My Top 6 Most Used Smartphone Apps for Photography

More than ever, smartphones and the apps that run on them are part of our everyday lives. There are a multitude of handy tools available that can make day to day tasks quicker and easier. As a photographer there are several apps that are essential in helping me plan, organise and create. I’m sharing my most used, top 6 here.

  1. Camera app.
    With the ever improving technology of smartphones, almost everybody carries a reasonably competent camera around with them these days. You probably use it so often that you might not even think of it as an app at all, but that’s exactly what it is and it’s the number one most used app by my Google Pixel 4 smartphone.

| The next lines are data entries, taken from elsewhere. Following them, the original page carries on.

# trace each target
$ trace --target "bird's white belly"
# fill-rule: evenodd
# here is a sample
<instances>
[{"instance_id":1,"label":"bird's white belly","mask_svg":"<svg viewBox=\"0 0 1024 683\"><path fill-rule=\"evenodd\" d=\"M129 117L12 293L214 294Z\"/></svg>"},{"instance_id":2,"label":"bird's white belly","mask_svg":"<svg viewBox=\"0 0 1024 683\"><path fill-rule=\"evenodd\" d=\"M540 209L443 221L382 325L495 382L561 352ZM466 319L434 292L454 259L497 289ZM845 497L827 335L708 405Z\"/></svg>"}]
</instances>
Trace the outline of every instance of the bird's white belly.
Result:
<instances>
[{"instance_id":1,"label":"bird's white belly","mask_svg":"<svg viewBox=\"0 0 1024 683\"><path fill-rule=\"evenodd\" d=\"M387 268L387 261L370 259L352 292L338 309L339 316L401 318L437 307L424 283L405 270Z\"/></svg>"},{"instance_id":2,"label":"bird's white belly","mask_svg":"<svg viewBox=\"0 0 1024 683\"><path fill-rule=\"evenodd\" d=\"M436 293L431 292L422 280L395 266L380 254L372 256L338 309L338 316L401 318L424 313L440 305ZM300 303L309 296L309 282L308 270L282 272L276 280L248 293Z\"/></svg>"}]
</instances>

    While phone cameras don’t currently offer the same quality and resolution at large sizes compared to DSLR and mirrorless equivalents, they can produce great looking images for social media and on-screen use. With their size and weight benefits, more often than not, this is the camera you have with you.
  2. Adobe Lightroom Mobile
    I recently posted a video of my workflow when editing an image using the Lightroom mobile app. It’s a very powerful editor for Android, iPhone and iPad and if you’re just posting online, it’s great for using when working remotely. It includes almost all the features of the desktop application and you can share to your favourite social media platforms directly from the app.
  3. Photopills
    This app isn’t free, but does feature a wide range of really useful tools that I have found to be well worth the price. The feature I use most is the planner, which allows the user to find out where the sun will be at any given time for a particular location. This is obviously very useful for planning sunrise and sunset shoots, but also gives you some idea of what the light and shade of a scene will look like at any point throughout the day. You can use the app to work out things like depth of field, hyperfocal distance and settings for correct exposure. Also included are tools to monitor stars and galaxies so you can plan an astrophotography shoot.
  4. Google Maps / Google Earth
    Although these are two separate apps, they perform similar functions for a photographer. I primarily use these apps to find locations and plan the logistics of a shoot. Not only is it useful to be able to see a location from multiple angles, you can also get right down to eye level and see a location to work out a strong composition for a shot.
  5. Clear Outside
    As well as finding a location for your image, you also want to know what the weather is going to be like when you get there to create it. Clear Outside provides a whole range of data, from forecasts to cloud cover and sun rise/set times to fog and mist levels. It will even tell you when the international space station is going to be flying overhead! I use this app all the time, particularly to find out how much cloud will be in the sky and whether I might get misty conditions or not.
  6. Nikon Snapbridge
    This allows me to connect my smartphone to my camera via bluetooth and WiFi. You can use it to send images from your camera to your phone, or to back up images to cloud storage. I just use it as a remote control for when I want to reduce camera shake, or if I want to see myself when recording video.